An iceberg order is an order to buy or sell a large quantity of a financial security that, rather than being entered as a single, large order, is broken up into several smaller orders. The term “iceberg” is used to describe this method of buying or selling securities because each small order represents just “the tip of the iceberg” – the total order quantity.
Large, institutional traders typically utilize iceberg orders because they are the types of traders that buy and sell securities in exceptionally large quantities. They use iceberg orders as a trading technique that helps enable them to get the best possible buy or sell price when trading stocks or other financial securities.
- An iceberg order is an order to buy or sell a large quantity of a financial security that, rather than being entered as a single, large order, is broken up into several smaller orders.
- Iceberg orders are primarily used by large, institutional traders who wish to conceal a large trade they are making.
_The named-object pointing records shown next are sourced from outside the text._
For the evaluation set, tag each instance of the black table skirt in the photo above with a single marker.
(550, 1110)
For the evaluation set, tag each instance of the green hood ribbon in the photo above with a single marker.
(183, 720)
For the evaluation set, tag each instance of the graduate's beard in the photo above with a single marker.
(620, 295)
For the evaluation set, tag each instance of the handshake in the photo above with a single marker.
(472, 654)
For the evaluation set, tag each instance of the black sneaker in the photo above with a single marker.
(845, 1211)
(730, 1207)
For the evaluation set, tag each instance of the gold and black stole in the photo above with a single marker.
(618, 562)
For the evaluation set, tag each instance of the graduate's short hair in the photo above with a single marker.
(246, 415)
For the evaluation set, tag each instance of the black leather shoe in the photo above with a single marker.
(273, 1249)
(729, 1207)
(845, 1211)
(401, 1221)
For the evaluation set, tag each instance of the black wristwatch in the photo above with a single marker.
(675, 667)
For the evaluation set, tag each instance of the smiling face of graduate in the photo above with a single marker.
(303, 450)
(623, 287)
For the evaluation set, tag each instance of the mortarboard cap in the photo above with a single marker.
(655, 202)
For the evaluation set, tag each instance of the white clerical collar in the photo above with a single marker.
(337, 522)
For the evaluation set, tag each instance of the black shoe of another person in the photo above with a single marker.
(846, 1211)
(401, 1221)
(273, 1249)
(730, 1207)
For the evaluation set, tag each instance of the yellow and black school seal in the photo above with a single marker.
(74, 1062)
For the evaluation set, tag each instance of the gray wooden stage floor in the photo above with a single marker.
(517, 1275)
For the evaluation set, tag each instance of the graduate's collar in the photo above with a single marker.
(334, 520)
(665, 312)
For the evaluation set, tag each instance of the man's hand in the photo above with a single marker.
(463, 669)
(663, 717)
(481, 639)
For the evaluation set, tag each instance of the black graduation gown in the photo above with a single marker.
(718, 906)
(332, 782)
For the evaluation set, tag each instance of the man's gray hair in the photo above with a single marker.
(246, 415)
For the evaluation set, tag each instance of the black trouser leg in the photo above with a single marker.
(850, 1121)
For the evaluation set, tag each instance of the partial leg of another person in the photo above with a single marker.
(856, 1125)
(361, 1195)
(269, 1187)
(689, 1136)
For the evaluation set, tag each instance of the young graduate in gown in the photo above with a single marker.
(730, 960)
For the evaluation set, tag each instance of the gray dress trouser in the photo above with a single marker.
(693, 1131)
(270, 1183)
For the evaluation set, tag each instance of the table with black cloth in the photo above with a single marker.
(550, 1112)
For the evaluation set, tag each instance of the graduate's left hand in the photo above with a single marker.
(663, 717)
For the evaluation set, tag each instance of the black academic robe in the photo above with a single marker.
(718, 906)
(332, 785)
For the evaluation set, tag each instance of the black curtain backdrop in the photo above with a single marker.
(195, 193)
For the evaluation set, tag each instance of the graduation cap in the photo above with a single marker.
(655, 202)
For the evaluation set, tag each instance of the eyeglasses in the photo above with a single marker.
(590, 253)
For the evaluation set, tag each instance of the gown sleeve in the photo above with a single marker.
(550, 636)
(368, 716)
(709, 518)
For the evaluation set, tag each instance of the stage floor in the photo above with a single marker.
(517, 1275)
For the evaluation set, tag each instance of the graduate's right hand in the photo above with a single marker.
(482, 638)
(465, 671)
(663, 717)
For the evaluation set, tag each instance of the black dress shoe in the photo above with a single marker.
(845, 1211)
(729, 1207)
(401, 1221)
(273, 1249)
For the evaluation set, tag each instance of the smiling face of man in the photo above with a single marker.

- Using iceberg orders can help a trader execute a large buy or sell of securities in the market at a more favorable price.
How Iceberg Orders Work
Traders who trade large quantities of financial securities want to use iceberg orders. The large volume of trading they need to execute comes with the potential to substantially change the current market price of a security as many buy or sell orders increase the pressure of demand or supply in the marketplace.
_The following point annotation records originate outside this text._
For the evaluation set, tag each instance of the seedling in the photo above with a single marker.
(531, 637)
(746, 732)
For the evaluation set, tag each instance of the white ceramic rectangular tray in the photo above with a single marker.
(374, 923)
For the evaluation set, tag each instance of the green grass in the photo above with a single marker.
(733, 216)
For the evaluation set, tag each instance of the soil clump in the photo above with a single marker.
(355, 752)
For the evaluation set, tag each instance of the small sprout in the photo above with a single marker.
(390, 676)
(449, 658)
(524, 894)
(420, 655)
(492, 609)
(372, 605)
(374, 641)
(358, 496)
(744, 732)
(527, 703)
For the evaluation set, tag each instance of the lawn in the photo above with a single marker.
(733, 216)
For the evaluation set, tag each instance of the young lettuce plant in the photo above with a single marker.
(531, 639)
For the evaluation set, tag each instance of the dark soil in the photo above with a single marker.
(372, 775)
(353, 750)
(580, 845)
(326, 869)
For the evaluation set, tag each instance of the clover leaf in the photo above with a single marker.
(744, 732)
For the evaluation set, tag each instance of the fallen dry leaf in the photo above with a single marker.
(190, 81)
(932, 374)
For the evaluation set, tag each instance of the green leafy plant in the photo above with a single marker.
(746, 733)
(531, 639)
A single order to buy, say, 50,000 shares of a single stock, likely represents a significant increase in the level of demand for the stock. Therefore, the price of the stock is likely to be pushed higher. In the same manner, an order to sell 50,000 shares of a stock is likely to pressure the stock price lower.
Large traders use iceberg orders to execute the total amount of buying or selling they wish to do in relatively small increments. They hope that by doing so, their orders will not cause the stock’s price to shift significantly adversely against them and that they will be able to execute all of their buys or sells at or near their desired price.
Large, institutional traders looking to execute large orders face another concern that can prevent them from obtaining their desired price. If they place a single large order, the order quantity then becomes visible to other market participants.
If a lot of other traders see that the institutional trader is, for example, trying to buy a massive number of shares of a certain stock, then they may look to jump in and buy a lot of shares themselves. The additional buying pressure may drive the stock’s price up significantly, forcing the institutional trader to pay a higher price for their shares than they wanted to.
Assume that a large, institutional trader, such as a hedge fund, wants to buy 200,000 shares of Company AAA’s stock. Also, assume that the average daily trading volume in AAA stock is only 35,000 shares. Thus, the share purchase that the hedge fund is looking to make is roughly six times more than the total average volume of trading in the stock each day.
If the hedge fund puts in a single order to buy 200,000 shares, other traders will notice the order in the stock. Some traders may think that the hedge fund manager is privy to some inside information that tells them that the stock will rise substantially in price. The traders may then rush to “front-run” the hedge fund, buying a bunch of the stock before the hedge fund can get its large order completely filled. Also, holders of AAA stock may see the large buy order and raise their asking price.
In the end, the result of putting in a single order to buy 200,000 shares may be that the hedge fund ends up needing to pay an average of $40 a share for the stock when the current market price when it placed its large order was only $35 a share.
In order to be able to buy AAA stock right around the desired price of $35 a share, the hedge fund manager decides to use an iceberg order. The iceberg order breaks up the order to buy 200,000 shares in increments of 5,000 shares at a time.
As each order to buy 5,000 shares is filled, it triggers the release of the next order to buy 5,000 more shares. The trades continue, and they may be spread out not just across one trading day but over a period of several days or weeks until the total desired amount of 200,000 shares is purchased. By using smaller orders, the hedge fund’s buying of the stock is less likely to be noticed and cause a significant price increase for the shares.